You still need a backbone which business processes would connect to but in this case there is no single corporate system for this role. There are two possible solutions: either to implement ERP or to deploy a backbone based on service-oriented architecture (SOA). Both ways are hard, long-lasting and expensive but the alternative is to leave everything as is, forget about consistent business process management and finally become uncompetitive.
Of course it’s impossible to say which way is better - a unified system from a single vendor or the integration of various “best of breed” systems. Yet the recent years’ trend is the growing adoption of the latter approach.
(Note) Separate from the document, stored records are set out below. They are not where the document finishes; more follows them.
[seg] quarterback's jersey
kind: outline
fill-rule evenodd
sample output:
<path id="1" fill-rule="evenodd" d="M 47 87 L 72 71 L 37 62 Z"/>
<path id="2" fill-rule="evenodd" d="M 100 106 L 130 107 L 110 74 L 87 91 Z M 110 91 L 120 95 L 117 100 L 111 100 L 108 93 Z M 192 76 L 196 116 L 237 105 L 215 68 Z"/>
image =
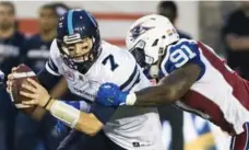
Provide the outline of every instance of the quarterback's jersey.
<path id="1" fill-rule="evenodd" d="M 54 41 L 46 69 L 54 76 L 66 77 L 72 93 L 92 102 L 95 101 L 99 85 L 105 82 L 114 82 L 122 91 L 151 85 L 128 50 L 106 42 L 102 42 L 102 51 L 96 61 L 82 74 L 64 64 Z M 129 106 L 119 107 L 104 127 L 105 134 L 114 142 L 129 150 L 163 150 L 161 129 L 156 108 Z"/>
<path id="2" fill-rule="evenodd" d="M 201 73 L 176 105 L 210 119 L 229 134 L 242 132 L 242 125 L 249 122 L 249 82 L 234 72 L 211 47 L 185 38 L 167 47 L 161 69 L 168 76 L 188 62 L 198 65 Z"/>

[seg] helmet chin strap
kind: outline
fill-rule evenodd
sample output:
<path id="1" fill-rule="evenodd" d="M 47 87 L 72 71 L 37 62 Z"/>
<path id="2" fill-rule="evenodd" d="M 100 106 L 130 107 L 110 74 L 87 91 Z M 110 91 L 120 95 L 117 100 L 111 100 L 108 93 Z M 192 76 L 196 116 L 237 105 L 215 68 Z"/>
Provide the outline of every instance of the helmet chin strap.
<path id="1" fill-rule="evenodd" d="M 153 79 L 158 79 L 158 73 L 159 73 L 159 66 L 161 66 L 161 62 L 163 60 L 163 57 L 165 55 L 165 50 L 166 50 L 166 44 L 165 44 L 165 37 L 163 36 L 162 37 L 162 41 L 161 41 L 161 46 L 159 46 L 159 50 L 158 50 L 158 60 L 153 64 L 150 68 L 150 76 L 153 78 Z"/>
<path id="2" fill-rule="evenodd" d="M 153 79 L 157 79 L 158 71 L 159 71 L 159 68 L 158 68 L 157 64 L 155 64 L 155 65 L 151 66 L 149 73 Z"/>

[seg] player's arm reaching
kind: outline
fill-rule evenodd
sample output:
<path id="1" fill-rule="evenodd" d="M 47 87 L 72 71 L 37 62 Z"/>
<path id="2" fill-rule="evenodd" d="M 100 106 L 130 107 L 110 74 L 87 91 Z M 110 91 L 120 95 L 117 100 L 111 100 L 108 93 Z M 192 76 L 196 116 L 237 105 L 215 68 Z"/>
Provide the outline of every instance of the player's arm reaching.
<path id="1" fill-rule="evenodd" d="M 205 71 L 198 43 L 193 41 L 182 41 L 169 47 L 162 64 L 162 69 L 169 74 L 158 85 L 123 93 L 115 84 L 106 83 L 99 88 L 97 101 L 104 105 L 114 102 L 112 105 L 124 103 L 140 106 L 173 103 L 181 99 Z"/>
<path id="2" fill-rule="evenodd" d="M 161 80 L 156 86 L 131 93 L 127 104 L 151 106 L 173 103 L 182 97 L 200 74 L 200 67 L 187 64 Z M 129 97 L 129 96 L 128 96 Z"/>
<path id="3" fill-rule="evenodd" d="M 13 76 L 9 76 L 9 84 Z M 47 90 L 32 79 L 27 79 L 29 84 L 22 84 L 22 88 L 29 92 L 21 91 L 20 94 L 29 97 L 31 101 L 22 102 L 24 105 L 38 105 L 51 113 L 55 117 L 66 123 L 71 128 L 75 128 L 87 135 L 95 135 L 98 132 L 104 124 L 95 117 L 93 114 L 87 114 L 68 105 L 61 101 L 52 99 Z"/>

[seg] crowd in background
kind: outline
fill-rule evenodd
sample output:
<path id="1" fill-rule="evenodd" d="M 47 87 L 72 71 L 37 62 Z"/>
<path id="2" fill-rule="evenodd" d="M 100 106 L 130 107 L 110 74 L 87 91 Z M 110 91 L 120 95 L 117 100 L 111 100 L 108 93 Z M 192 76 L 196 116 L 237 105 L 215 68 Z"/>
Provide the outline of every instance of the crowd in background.
<path id="1" fill-rule="evenodd" d="M 19 32 L 15 7 L 10 1 L 0 2 L 0 69 L 9 74 L 11 68 L 22 62 L 35 72 L 44 68 L 49 58 L 49 47 L 57 36 L 57 21 L 70 8 L 63 3 L 47 3 L 38 11 L 39 33 L 29 37 Z M 178 16 L 173 1 L 162 1 L 157 13 L 167 16 L 174 24 Z M 249 2 L 234 11 L 224 25 L 221 35 L 226 48 L 228 65 L 249 80 Z M 182 38 L 191 38 L 178 31 Z M 55 150 L 63 134 L 55 128 L 57 120 L 46 115 L 36 122 L 17 112 L 5 92 L 0 91 L 0 150 Z M 69 97 L 70 99 L 70 97 Z M 183 114 L 174 106 L 158 107 L 162 120 L 171 125 L 171 149 L 183 149 Z"/>

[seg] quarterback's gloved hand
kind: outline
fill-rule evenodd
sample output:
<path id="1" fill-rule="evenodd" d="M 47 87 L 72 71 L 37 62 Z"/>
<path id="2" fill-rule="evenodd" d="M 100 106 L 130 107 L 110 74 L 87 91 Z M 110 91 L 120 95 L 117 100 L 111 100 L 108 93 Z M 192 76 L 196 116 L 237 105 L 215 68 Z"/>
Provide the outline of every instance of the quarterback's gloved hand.
<path id="1" fill-rule="evenodd" d="M 81 107 L 80 101 L 63 101 L 63 102 L 75 107 L 75 108 L 78 108 L 78 109 L 80 109 L 80 107 Z M 64 125 L 64 123 L 62 123 L 58 119 L 57 124 L 56 124 L 56 130 L 59 134 L 66 132 L 68 130 L 68 127 Z"/>
<path id="2" fill-rule="evenodd" d="M 117 84 L 104 83 L 99 86 L 96 102 L 105 106 L 126 104 L 128 92 L 122 92 Z"/>

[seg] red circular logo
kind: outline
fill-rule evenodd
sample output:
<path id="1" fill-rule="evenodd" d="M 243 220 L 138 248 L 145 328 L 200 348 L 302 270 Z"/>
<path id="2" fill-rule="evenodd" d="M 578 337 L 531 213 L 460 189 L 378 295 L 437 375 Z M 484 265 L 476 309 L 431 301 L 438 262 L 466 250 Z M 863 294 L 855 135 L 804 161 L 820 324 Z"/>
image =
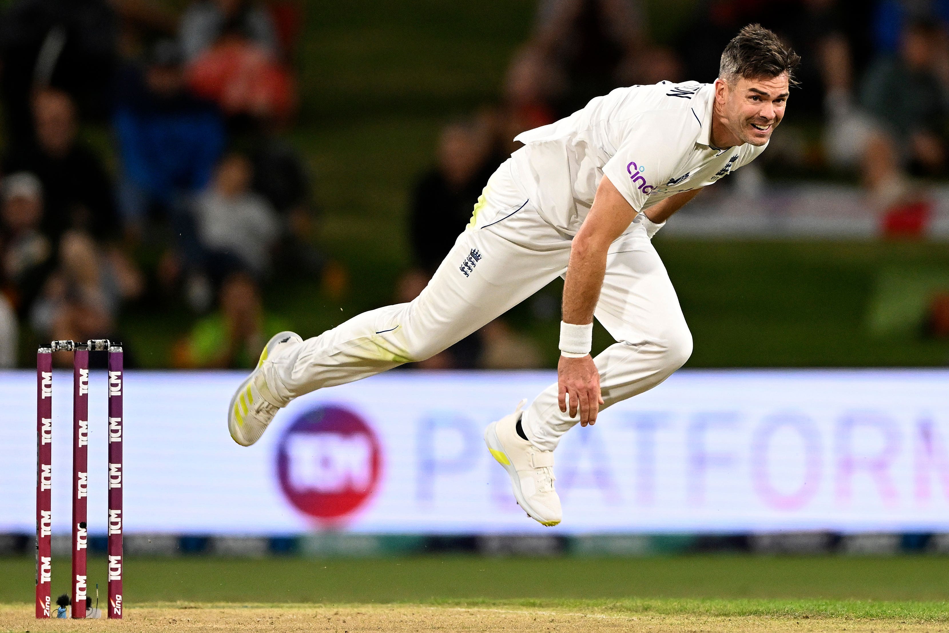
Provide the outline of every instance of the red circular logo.
<path id="1" fill-rule="evenodd" d="M 277 476 L 300 512 L 324 521 L 365 503 L 382 466 L 379 440 L 351 411 L 324 406 L 305 413 L 277 446 Z"/>

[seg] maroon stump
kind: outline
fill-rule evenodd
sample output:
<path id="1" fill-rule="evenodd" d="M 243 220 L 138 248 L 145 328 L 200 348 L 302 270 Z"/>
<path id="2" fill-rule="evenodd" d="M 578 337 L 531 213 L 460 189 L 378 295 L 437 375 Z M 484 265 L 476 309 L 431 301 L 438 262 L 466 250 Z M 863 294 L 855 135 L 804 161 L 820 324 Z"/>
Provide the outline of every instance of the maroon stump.
<path id="1" fill-rule="evenodd" d="M 85 617 L 89 493 L 89 350 L 76 344 L 72 375 L 72 617 Z"/>
<path id="2" fill-rule="evenodd" d="M 36 352 L 36 617 L 50 617 L 52 608 L 52 487 L 53 487 L 53 355 L 49 347 Z"/>
<path id="3" fill-rule="evenodd" d="M 109 347 L 109 613 L 113 619 L 121 618 L 121 567 L 122 567 L 122 348 Z"/>

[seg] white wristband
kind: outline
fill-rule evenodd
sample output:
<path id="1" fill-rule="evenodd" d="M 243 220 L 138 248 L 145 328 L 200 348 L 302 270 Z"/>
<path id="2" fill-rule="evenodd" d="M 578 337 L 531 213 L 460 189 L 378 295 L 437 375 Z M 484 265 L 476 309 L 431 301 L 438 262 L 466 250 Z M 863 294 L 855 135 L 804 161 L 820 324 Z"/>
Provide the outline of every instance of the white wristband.
<path id="1" fill-rule="evenodd" d="M 560 322 L 560 354 L 567 358 L 582 358 L 593 347 L 593 324 L 577 326 Z"/>

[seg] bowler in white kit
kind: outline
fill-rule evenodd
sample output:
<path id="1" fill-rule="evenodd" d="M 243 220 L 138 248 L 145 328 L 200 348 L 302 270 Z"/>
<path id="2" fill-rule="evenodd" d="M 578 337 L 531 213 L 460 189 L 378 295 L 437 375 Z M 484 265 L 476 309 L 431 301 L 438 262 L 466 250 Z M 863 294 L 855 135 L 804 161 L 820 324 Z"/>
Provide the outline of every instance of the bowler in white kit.
<path id="1" fill-rule="evenodd" d="M 485 430 L 520 506 L 557 525 L 561 436 L 656 386 L 692 353 L 651 238 L 703 187 L 764 151 L 798 62 L 774 33 L 749 26 L 725 47 L 714 84 L 617 88 L 521 134 L 524 147 L 491 177 L 421 294 L 306 341 L 270 339 L 231 400 L 231 436 L 249 446 L 294 398 L 427 359 L 564 276 L 557 382 Z M 594 317 L 616 340 L 595 359 Z"/>

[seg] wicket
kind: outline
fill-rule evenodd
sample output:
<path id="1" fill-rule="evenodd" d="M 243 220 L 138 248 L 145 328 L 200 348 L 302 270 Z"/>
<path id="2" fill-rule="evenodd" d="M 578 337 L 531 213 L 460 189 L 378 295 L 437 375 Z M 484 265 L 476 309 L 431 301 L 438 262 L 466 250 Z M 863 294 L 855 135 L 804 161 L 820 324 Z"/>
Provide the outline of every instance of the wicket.
<path id="1" fill-rule="evenodd" d="M 72 617 L 86 611 L 89 351 L 108 352 L 108 617 L 121 618 L 122 348 L 108 341 L 53 341 L 36 354 L 36 617 L 52 611 L 52 353 L 73 352 L 72 377 Z"/>

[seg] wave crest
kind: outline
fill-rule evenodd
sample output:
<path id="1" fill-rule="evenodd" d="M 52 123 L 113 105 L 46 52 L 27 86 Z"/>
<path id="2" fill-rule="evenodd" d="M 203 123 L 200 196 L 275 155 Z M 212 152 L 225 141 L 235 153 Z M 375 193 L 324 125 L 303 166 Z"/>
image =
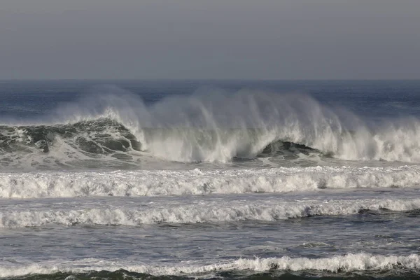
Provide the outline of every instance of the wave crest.
<path id="1" fill-rule="evenodd" d="M 70 146 L 88 153 L 142 150 L 181 162 L 229 162 L 291 150 L 346 160 L 420 162 L 416 119 L 368 125 L 298 94 L 206 92 L 146 106 L 120 89 L 101 90 L 57 110 L 54 119 L 62 125 L 1 127 L 0 149 L 15 152 L 24 143 L 48 152 L 52 139 L 73 137 Z"/>

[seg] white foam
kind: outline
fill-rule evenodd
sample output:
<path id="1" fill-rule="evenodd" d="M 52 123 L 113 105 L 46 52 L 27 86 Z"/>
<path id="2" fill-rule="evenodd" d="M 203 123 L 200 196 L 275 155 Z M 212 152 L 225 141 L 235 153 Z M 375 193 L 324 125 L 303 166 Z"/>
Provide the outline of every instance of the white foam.
<path id="1" fill-rule="evenodd" d="M 162 204 L 163 203 L 163 204 Z M 63 203 L 63 206 L 65 204 Z M 37 210 L 2 210 L 0 227 L 34 227 L 56 223 L 139 225 L 160 223 L 226 223 L 240 220 L 274 221 L 319 215 L 351 215 L 363 209 L 388 209 L 396 211 L 420 209 L 416 200 L 329 200 L 326 201 L 288 201 L 282 200 L 189 201 L 143 205 L 141 207 L 86 208 L 78 205 L 70 208 Z M 30 207 L 30 206 L 29 206 Z M 80 209 L 82 208 L 82 209 Z M 84 209 L 83 209 L 84 208 Z"/>
<path id="2" fill-rule="evenodd" d="M 0 197 L 155 196 L 414 188 L 420 167 L 0 173 Z"/>
<path id="3" fill-rule="evenodd" d="M 416 118 L 389 120 L 372 129 L 349 112 L 326 107 L 302 94 L 211 91 L 165 98 L 146 106 L 141 98 L 116 87 L 96 92 L 88 100 L 60 108 L 46 122 L 115 120 L 148 153 L 168 161 L 253 157 L 270 143 L 284 140 L 342 160 L 420 162 L 420 120 Z M 172 132 L 150 134 L 148 127 Z M 229 128 L 236 132 L 227 133 Z M 258 133 L 251 133 L 249 128 Z"/>
<path id="4" fill-rule="evenodd" d="M 50 262 L 50 263 L 48 263 Z M 0 265 L 0 277 L 13 277 L 27 274 L 48 274 L 59 272 L 83 273 L 90 271 L 116 271 L 123 269 L 127 271 L 160 275 L 214 275 L 223 271 L 247 271 L 262 272 L 273 268 L 283 271 L 317 270 L 329 272 L 339 271 L 374 271 L 399 269 L 418 270 L 420 268 L 420 256 L 381 255 L 368 253 L 355 253 L 345 255 L 334 255 L 330 258 L 311 259 L 307 258 L 281 258 L 238 259 L 223 260 L 212 264 L 197 264 L 194 261 L 180 262 L 177 265 L 150 265 L 136 264 L 134 262 L 122 260 L 106 260 L 94 258 L 76 261 L 55 260 L 44 262 L 43 265 Z"/>

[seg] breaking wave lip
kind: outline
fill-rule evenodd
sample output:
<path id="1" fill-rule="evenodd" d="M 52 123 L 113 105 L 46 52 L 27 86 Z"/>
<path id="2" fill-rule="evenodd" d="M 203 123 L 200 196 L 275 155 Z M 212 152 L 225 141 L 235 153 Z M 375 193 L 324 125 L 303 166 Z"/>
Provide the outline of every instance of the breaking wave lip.
<path id="1" fill-rule="evenodd" d="M 314 149 L 340 160 L 420 162 L 420 121 L 415 118 L 389 120 L 372 127 L 349 112 L 298 94 L 207 91 L 146 106 L 140 97 L 115 87 L 97 92 L 100 94 L 59 108 L 42 125 L 50 125 L 51 119 L 63 127 L 106 121 L 125 130 L 107 140 L 114 142 L 111 148 L 107 141 L 94 136 L 97 141 L 91 135 L 78 136 L 78 142 L 76 136 L 74 143 L 88 153 L 140 148 L 157 158 L 181 162 L 253 158 L 279 141 L 295 145 L 300 153 Z M 46 133 L 29 144 L 47 150 L 49 139 Z"/>
<path id="2" fill-rule="evenodd" d="M 420 255 L 382 255 L 365 253 L 349 253 L 329 258 L 239 258 L 222 260 L 213 264 L 194 264 L 186 262 L 175 265 L 139 265 L 132 262 L 106 260 L 94 258 L 75 261 L 51 262 L 50 264 L 32 264 L 26 266 L 1 265 L 0 277 L 16 277 L 28 274 L 52 274 L 58 272 L 73 274 L 89 272 L 128 272 L 154 276 L 190 276 L 204 278 L 223 272 L 327 272 L 337 274 L 344 272 L 396 272 L 410 270 L 419 273 Z M 192 262 L 192 264 L 190 264 Z"/>
<path id="3" fill-rule="evenodd" d="M 419 166 L 0 173 L 1 198 L 205 195 L 419 186 Z"/>
<path id="4" fill-rule="evenodd" d="M 242 135 L 248 138 L 248 143 L 244 150 L 233 155 L 233 158 L 238 158 L 275 156 L 285 153 L 321 153 L 304 145 L 281 139 L 274 140 L 265 146 L 255 148 L 254 146 L 258 145 L 259 134 L 263 133 L 258 129 L 232 128 L 222 131 L 202 130 L 193 127 L 149 127 L 143 128 L 143 132 L 149 141 L 153 138 L 164 138 L 171 141 L 187 137 L 192 141 L 197 141 L 196 144 L 202 148 L 209 150 L 218 148 L 217 141 L 227 142 L 231 137 Z M 13 153 L 48 153 L 55 148 L 55 146 L 62 146 L 63 142 L 74 150 L 94 158 L 98 158 L 100 155 L 115 155 L 119 153 L 122 155 L 130 151 L 148 151 L 142 148 L 142 146 L 146 146 L 146 143 L 139 141 L 123 125 L 109 118 L 100 118 L 53 125 L 0 126 L 0 155 Z M 164 146 L 164 143 L 162 145 Z M 247 150 L 248 148 L 250 150 Z M 125 155 L 130 157 L 129 155 Z"/>
<path id="5" fill-rule="evenodd" d="M 152 204 L 153 205 L 153 204 Z M 64 225 L 128 225 L 172 223 L 219 223 L 244 220 L 272 222 L 314 216 L 354 215 L 388 210 L 420 209 L 417 200 L 330 200 L 323 202 L 267 201 L 219 202 L 217 205 L 170 205 L 141 208 L 93 208 L 78 210 L 0 211 L 0 227 Z M 377 212 L 379 211 L 379 212 Z"/>

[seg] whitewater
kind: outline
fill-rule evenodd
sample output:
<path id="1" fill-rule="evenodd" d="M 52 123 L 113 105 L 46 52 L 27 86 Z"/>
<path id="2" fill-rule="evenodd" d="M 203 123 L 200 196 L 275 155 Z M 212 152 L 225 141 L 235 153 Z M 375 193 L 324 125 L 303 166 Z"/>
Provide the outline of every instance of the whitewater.
<path id="1" fill-rule="evenodd" d="M 0 84 L 0 278 L 416 279 L 416 81 Z"/>

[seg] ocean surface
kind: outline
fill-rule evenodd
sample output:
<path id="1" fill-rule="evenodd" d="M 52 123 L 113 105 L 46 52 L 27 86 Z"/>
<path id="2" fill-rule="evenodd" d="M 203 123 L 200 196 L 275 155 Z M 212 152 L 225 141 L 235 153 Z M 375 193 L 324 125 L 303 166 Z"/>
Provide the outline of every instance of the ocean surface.
<path id="1" fill-rule="evenodd" d="M 0 279 L 420 278 L 420 81 L 0 98 Z"/>

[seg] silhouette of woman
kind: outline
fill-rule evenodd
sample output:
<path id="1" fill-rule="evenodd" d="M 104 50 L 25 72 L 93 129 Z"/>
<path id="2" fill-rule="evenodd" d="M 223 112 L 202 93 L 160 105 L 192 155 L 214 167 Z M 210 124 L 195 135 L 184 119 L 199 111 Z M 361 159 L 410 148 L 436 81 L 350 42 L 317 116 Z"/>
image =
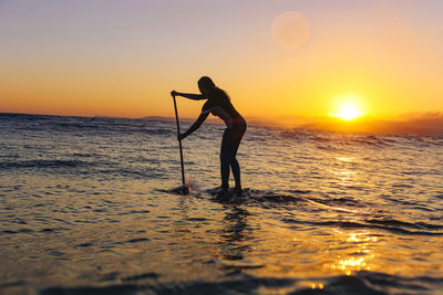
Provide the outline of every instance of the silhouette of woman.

One reason is the progress and better affordability of integration technologies - ESB, MDM. Secondly, a unified system turns out to be a mirage: once the ERP is finally implemented you found yourself in need of CRM, PDA software for mobile workforce or software to monitor vehicles via GPS+GPRS. This way you fall back to the “best of breed” situation.
- Economic impact of a BPM project depends on how much the company has spent before on the corporate system: the higher the amount, the higher return on investment can be demonstrated by BPM. But these figures are fiction because you assigned the lion’s share of total project’s costs to ERP and a large share of revenue growth and cost reduction to the BPM project.
- In order to really improve the return on investment, one must consider not separate ERP and BPM projects but all investments in management improvements or, if you wish, in business transformation. A chain is only strong as its weakest link: if you invest only in ERP then you will get an information backbone not reaching its consumers. And if you invest only in BPM then the first success will turn into disappointment when information flows from the business users hit into inefficient corporate system.
Please also note that the weak link may be people rather than technology. Implementing even the most sophisticated systems makes no sense if employees are not prepared to creatively reconsider the way they work. How many certified professionals in Theory of Constraints, Lean Manufacturing and/or Six Sigma does your company have? Highly motivated and well-trained professionals are the driving force behind the business processes management and enterprise information systems. Not just IT professionals but also specialists in modern management methodologies. And what is the driving force behind them? Company executives indeed.